経営業務管理責任者が外れる局面では、「後任がいるか」だけでなく、「いつ・誰が・どの資料で説明するか」まで整理しておく必要があります。本記事では検索上の呼び方に合わせて便宜的に「経管」と表記しますが、現在の許可要件は、常勤役員等1人、または常勤役員等1人とその者を直接に補佐する者の体制で整理されています。役員等の就退任に関する変更届は原則30日以内、常勤役員等や直接補佐者、令第3条の使用人、健康保険等の加入状況に関する変更は2週間以内が基本です。だからこそ、退任後ではなく退任前の設計が重要になります。

SECTION 01

経管変更で最初に固める3つの前提

この章のポイント

  • 経管は「いるかどうか」ではなく「空白を出さないこと」が最優先
  • 役員変更と経管変更は別の届出として並行管理する
  • 代表交代だけでなく専任技術者や常勤性まで同時に確認する

経管変更は単なる人事の入れ替えではなく、許可要件を切れ目なく維持するための実務設計です。とくに小規模建設会社では、一人の退任が役員体制・営業所体制・届出期限に同時に影響しやすいため、最初に前提をそろえることが手戻り防止の近道です。

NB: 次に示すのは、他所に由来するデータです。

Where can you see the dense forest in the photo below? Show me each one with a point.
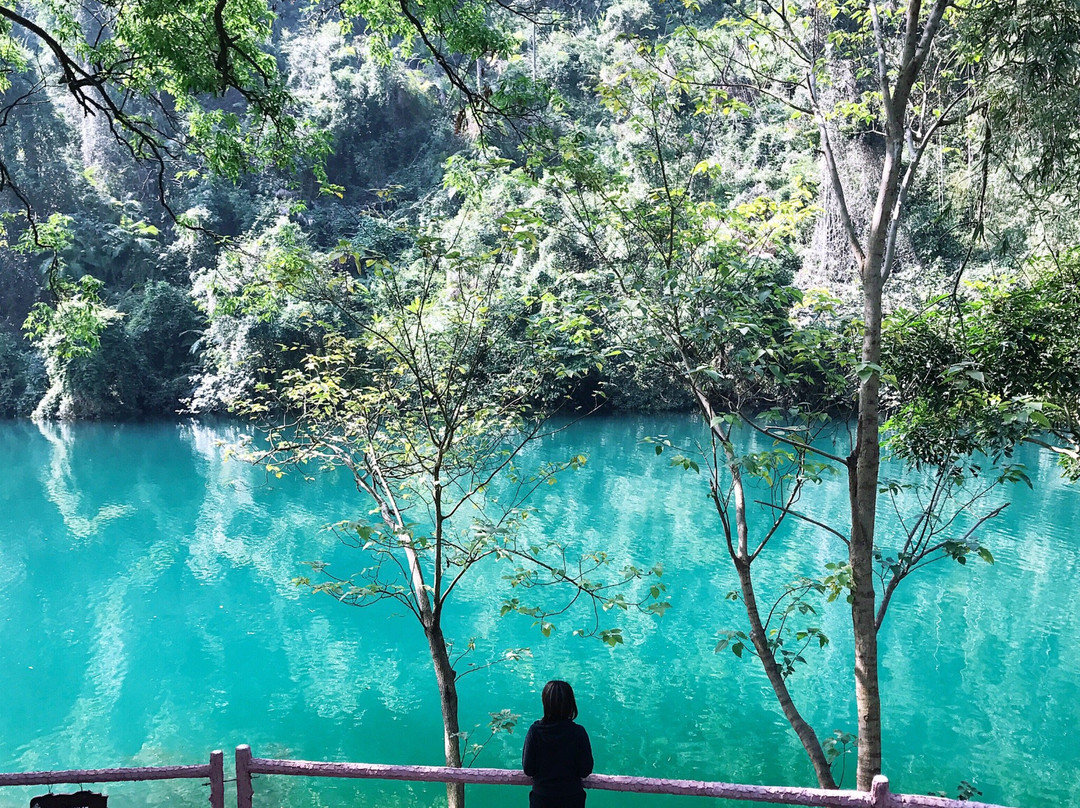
(402, 234)
(174, 259)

経管は「いるかどうか」ではなく「空白を出さないこと」が最優先

経管変更で最も避けたいのは、前任者が退任したあとに後任体制の説明が追いつかず、許可要件に空白が生じることです。関東地方整備局の手引きでは、常勤役員等の変更や削除は2週間以内の届出対象とされる一方、後任が不在になれば要件欠如として許可取消しの対象になり得ると示されています。つまり、2週間という数字は事後の届出期限であり、体制そのものは空白なくつながっている必要があります。

役員変更と経管変更は別の届出として並行管理する

代表交代や役員退任があると、登記変更だけで一連の対応が終わるように見えます。しかし、手引きでは役員等の就任・退任は30日以内、常勤役員等や直接補佐者の変更・削除は2週間以内と、対象も期限も分けて整理されています。したがって、「会社法上の役員変更」と「建設業許可上の経管変更」は別の線で管理し、同日に何を提出するのかをあらかじめ決めておくことが重要です。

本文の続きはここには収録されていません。